この動き、変わりゆくものを見るのが楽しみであるのは、本能とさえ

思えたりする。僕の父は認知症になって、おかしくなってもしばらくは

窓の外の車やバスが通り過ぎるのを眺めるのを楽しみにしていた。 

自分の視界を遮る場所に同じ認知症の入所者が坐ると、怒って

どくように文句をしたものだ。 

今は科学は理論物理学が花形で、それはマクロ(宇宙)を扱う

相対性理論とミクロ(素粒子)を扱う量子論に二つに分かれた。 

アインシュタインは量子論を初めから知っていた、半ば作った一人

だったが、粒子の現れ方が確率でしかないことを認めたくなかった。

それで二つを統一する理論を晩年まで探っていたが、見つけられ

なかった。 

僕にはこの分離した理論同士は科学の成功した形ではないかと、

予測しているが、半分だ。 僕らがそれをほんものだと錯覚する

ためには、視覚映像なら簡単だが、視覚映像だけでは僕らは

実感をもてない。ただ種明かしを見せられても、まだ混乱してしまう

だけだ。自分の手足を隠して、マネキンの手足を見せて、実験を

用意する。自分の手足を触覚で、つまり、偽の手足と同時に触って

錯覚を起こさせると、偽の手足に危害を加えようとすると、恐怖が

走る。

それは自分の手足ではないのが見えていても、触られた後では

錯覚だとわかっても呑み込めないのだ。実感を基にして、錯覚を

疑えないのだが、その恐怖は起こる。すると、恐怖は頭の錯覚で

実感ではないこともわかる。 

僕らの触感や情感はわかる感じが違う。脳は、たぶん、その

どちらかを利用しないと、実感を想像させられないのだろう。

それでも視覚の世界のことで、犬も抱いてみないと、その筋肉

や体毛の質感、柔らかさは感じられない。

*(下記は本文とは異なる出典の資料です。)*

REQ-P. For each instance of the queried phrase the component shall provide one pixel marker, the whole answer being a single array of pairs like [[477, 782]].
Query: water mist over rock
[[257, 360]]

そして、それは映像・

画像よりも僕らに「犬」を強くそのまま感じさせる。画像はまず

吠えないだろう、鳴かないだろう。その情感のある動作の何とも

言えないものを、人に伝えないだろう。 

わかるというのは、そのものを別の形(言葉)や映像にして

視覚や夢(脳のあいまいな映像)として記憶させることだ。悪く

すれば、同じ言葉で幾通りもの解釈を許す言い方をすることも

できる。 

それは同じことを聴いたり、読んだりしても、およそ同じとは

言えても、似ているが微妙に違うからまるで違うまで、様々な

理解を生んでしまっている。だから、よく言葉だけで理解するのと、

ほんとに理解するのは違う、とか言われる。聞いてわかったと

思った授業を家で復習したら、わからなかったということがある

のも頷ける。 わかった気になったのは言葉だけだからだが、

小さなけがでも痛かったら、記憶から抜けることはないだろう、

しばらくは。痛いのは「わかった」よりももっと直接な体験なのだ。

嫌でも痛いと「わかってしまう」のだ。

細々と書いてきたが、要は僕らはわかったと、わかった気になった

とは区別できていないほど、日常では聞いて、読んでわかった気

になっているということではないか。

ほんとうにくり返しくり返し、同じようなことを書いている。 

本を読むというのは、僕にとって他(人)を読むということだ。それは

困難に足を踏み入れることを意味している。脳や感覚の世界は

広いので、僕は大まかに書くために、その全体像が欲しい。

全体を知るには、多方面からの検討がどうしても必要だ。それで

1冊の本を読むとは、大抵30冊の本を資料読みするというのに

他ならない。どういう意味で著者はそういうことを言ったのか、十全

に書かれていれば、読めば必ずわかるので、読むしかないだろう。

僕の読んでいる1冊はこの世のすべてを知る、という1冊なのだ。

それは人間を本質とする。

となれば、僕が本の読後感想をあまり書かない、いや書けない

理由も想像できるのではないか、と。

ひどい理由だ。世界の、地球の歩き方から病院選び事典、理科年表

から世界史、昭和史、野に咲く花、動物行動学から周恩来秘録とか、

挙げるときりがない。トンパ文字とかウルドゥー語やカタルーニャ語

などあまり聞いたことのないものも好きで、購入してしまう。 

僕らは誤解から離れられない宿命を背負っているようだ。それが

「わかる」ということだからだ。どんなに良くても鏡にそれを映した

くらいで、それでも鏡ならどうしても逆さまに映る。知は僕らを

自然のもの(表現できないものも含めて)から頭の中に別なもの

を投影させるから、それ自体が「そのあるもの」からとは違うもの

なのだが、それを判断する形で獲得することを「わかる」という

ことにしたのだ。それがそのまま、本当も嘘も「わかる」、という

誤解(=認識・世界観)になったのだが、それは学校で教えて

いない。教える先生もその誤解の中に子供のころから染まった

のだから。 

僕の言うのは、わかるというのはモノ・コトの理解の一側面を

担ったもので、モノ・コトは僕らのモノ・コトになる。それは理解

されれば、その人のその現時点でのすべての正解になる。

だから、真実を語る、というのは厳密に、また実際に私の真実と

認めたものを語る、ことになる。真実そのものは、ない だろう。

どのことの、なにについて、どんな時の真実についてなのか、

そのほうが重要だ。より客観的に迫って、距離が縮むからだ。



どうだろう?こんな処で今まで言ってきたことのより理解への

手助けになっただろうか? では、よろしく。